The Land of Opportunity
According to Global Trade, the U.S. manufacturing sector expanded in March for the first time in six months, while the overall economy grew for the 82nd consecutive month. Twelve out of 18 manufacturing industries reported sector growth, and 13 industries reported an increase in new orders in March. These are encouraging numbers for print and promotional companies that manufacture in the U.S., as many U.S. consumers are looking to source their products from local companies.
Print+Promo spoke to Amberlea Barnes, CEO of Stuttgart, Arkansas-based Drum-Line; and Michelle Stiles, vice president of operations at Plymouth, Massachusetts-based Americanna Company, about the state of U.S. manufacturing, the Trans-Pacific Partnership’s impact and how distributors can benefit.
It’s Helping Out the Home Front
Barnes said that while many promotional products suppliers source products from overseas and decorate locally, demand has grown for U.S.-made products. “We are slowly seeing a renewed interest in USA-made products,” Barnes remarked. “I think Americans are beginning to see that sourcing overseas has driven jobs out of our country and increased safety concerns. Manufacturing in the U.S. is making a comeback, and consumers are more aware that their purchases matter. Promotional products distributors are in a unique position to drive business to U.S. manufacturers, as companies of all sizes look to distributors for expertise and trust in sourcing products.”
Stiles also has observed an increased demand for U.S.-made products. “Sourcing U.S.-made products and materials is still a challenge, but there has been a significant increase in the request for U.S.-made only,” she said. “I definitely see the trend toward U.S.-made [growing]. Providing Americans with solid, full-time employment with benefits is key to preserving the dwindling middle class in this country.”
It’s Helping Out the Customer
Creating jobs isn’t the only benefit of domestic manufacturing. From a business standpoint, sourcing products from the U.S. allows suppliers and distributors to stay on top of inventory and provide a faster, and more reliable, turnaround to clients. “Since we make products at the time of order, inventory shortages are not a problem,” Barnes said. “We can turn orders faster, more reliably and without the safety concerns of direct importing. Minimum order quantities for custom products are lower than imports, as well.”
Stiles agreed, noting that Americanna Company is better equipped to meet time-sensitive needs when sourcing locally. “[Working with] U.S.-made [products] provides a quick turnaround time and allows us the flexibility to fulfill custom requests in a speedy manner,” she said. “[That is] very important in a deadline-driven industry.”
Should We Be Afraid of the Trans-PacificPartnership?
As the cost of production in China rises, many companies, like Wal-Mart, Whirlpool and Otis Elevator, have turned their attention to U.S. manufacturing. However, some people fear the Trans-Pacific Partnership, an agreement that reduces trade barriers between the U.S. and 11 Pacific Rim nations, including Japan, Vietnam and Malaysia, will end any progress the U.S. manufacturing sector recently has made.
The Atlantic reported in October that economists, such as Alan Greenspan and Ben Bernanke, believe that the partnership will focus on providing U.S. consumers access to cheaper goods, rather than focusing on creating manufacturing clout in the U.S. itself.
Barnes has a more positive outlook—especially in regard to the legislation’s effect on the industry. While some have warned of negative repercussions, Barnes felt that the changes in trade barriers would allow for Asian consumers to have better access to U.S.-made goods. “While there might be some increase in exports by U.S. manufacturing due to the Trans-Pacific Partnership, I don’t expect it to have a significant impact on the promotional product industry,” she commented. “Eliminating expensive tariffs and expediting customs processing will make it easier for international companies to choose U.S.-made products for all divisions.”

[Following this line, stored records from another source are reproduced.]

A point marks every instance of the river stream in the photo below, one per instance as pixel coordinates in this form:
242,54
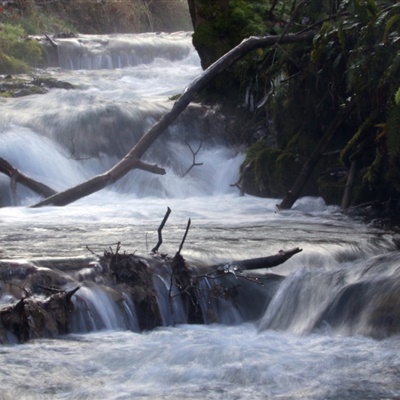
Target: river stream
322,336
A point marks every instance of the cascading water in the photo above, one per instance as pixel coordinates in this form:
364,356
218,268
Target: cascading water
309,333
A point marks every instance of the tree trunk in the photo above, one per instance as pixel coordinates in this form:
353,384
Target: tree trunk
17,176
132,159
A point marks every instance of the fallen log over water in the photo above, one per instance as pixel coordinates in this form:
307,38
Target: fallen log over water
43,300
17,176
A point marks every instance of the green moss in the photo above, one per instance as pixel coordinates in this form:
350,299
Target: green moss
15,45
272,170
11,65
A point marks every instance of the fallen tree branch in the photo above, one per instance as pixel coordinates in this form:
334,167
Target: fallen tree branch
194,154
159,230
17,176
130,162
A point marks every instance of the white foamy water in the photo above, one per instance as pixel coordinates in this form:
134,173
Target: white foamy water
308,343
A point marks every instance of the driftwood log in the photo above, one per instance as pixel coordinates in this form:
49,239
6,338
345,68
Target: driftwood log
132,160
17,176
41,306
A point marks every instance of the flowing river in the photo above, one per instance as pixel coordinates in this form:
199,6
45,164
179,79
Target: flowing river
330,329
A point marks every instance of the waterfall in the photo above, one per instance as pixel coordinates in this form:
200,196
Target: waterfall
361,299
305,329
64,137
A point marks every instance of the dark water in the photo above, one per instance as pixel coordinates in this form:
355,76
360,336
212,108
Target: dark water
330,331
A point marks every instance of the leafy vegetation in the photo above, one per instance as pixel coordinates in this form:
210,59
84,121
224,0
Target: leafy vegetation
297,90
17,51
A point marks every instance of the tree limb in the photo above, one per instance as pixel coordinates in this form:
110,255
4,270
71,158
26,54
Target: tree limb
129,162
17,176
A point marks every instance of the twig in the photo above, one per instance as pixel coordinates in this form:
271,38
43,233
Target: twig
184,237
159,230
194,153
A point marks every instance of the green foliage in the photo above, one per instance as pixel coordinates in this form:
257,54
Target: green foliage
225,24
18,51
10,65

Creating a Safer Work Environment and Industry
By providing American-made items, distributors are able to guarantee their products are made ethically and safely. In February, the U.S. Senate voted to close a loophole in the Tariff Act of 1930, which prohibits importing goods made by convict, forced or indentured labor. This allowed U.S. Customs and Border Protection (CPB) the power to seize shipments that officials suspected came from forced labor. But, Yahoo News reported in February that from the legislation’s genesis to 2016, CPB only had done so 39 times. This made it entirely possible for goods sourced from child or slave labor to slip through the cracks and into the U.S.

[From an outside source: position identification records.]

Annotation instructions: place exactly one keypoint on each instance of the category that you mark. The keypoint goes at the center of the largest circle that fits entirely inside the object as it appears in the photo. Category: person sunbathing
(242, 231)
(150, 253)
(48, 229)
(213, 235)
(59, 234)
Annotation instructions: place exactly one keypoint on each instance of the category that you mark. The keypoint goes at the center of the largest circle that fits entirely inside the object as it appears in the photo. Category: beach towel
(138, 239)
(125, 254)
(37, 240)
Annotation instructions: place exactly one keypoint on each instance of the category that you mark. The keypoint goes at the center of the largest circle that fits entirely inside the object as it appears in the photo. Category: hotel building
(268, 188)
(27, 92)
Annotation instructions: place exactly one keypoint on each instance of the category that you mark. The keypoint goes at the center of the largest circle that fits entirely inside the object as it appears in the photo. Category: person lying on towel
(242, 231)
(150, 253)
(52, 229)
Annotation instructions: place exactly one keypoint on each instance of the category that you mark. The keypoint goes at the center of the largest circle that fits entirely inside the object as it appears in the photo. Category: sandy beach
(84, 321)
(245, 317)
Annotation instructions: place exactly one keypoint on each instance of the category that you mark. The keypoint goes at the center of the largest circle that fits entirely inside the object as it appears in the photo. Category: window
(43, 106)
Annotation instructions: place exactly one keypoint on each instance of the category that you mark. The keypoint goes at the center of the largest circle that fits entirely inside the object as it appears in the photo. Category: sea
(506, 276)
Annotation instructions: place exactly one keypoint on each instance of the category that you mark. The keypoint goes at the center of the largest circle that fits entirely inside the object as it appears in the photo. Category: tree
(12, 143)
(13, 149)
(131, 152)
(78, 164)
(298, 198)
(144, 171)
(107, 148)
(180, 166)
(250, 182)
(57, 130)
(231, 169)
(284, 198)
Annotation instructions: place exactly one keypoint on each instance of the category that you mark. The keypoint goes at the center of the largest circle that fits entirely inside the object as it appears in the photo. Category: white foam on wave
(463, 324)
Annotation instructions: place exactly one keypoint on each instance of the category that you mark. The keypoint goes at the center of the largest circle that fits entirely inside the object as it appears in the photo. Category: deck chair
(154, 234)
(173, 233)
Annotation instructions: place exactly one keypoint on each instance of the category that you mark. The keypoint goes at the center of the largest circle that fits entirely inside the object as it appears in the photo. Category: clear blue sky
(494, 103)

By sourcing locally, distributors can show potential clients that workers receiving appropriate wages make their products ethically. “I can’t speak for all U.S. manufacturers, but we are a turn-key operation, which gives us complete control over quality and safety,” Barnes noted. “In our Arkansas facility, we manufacture nearly 500 different styles of journals, notebooks, memo pads, calendars and planners.”
Barnes added that by making all of these items in-house, the company not only controls the ethics of manufacturing, it can control quality first-hand, ensuring that customers receive exactly what they ask for. “From order processing to artwork prep, printing, bindery and packaging, every step of the order happens here,” she said.
“Account managers communicate client needs directly to production staff and can actually walk through the factory to make sure an order is going as planned.”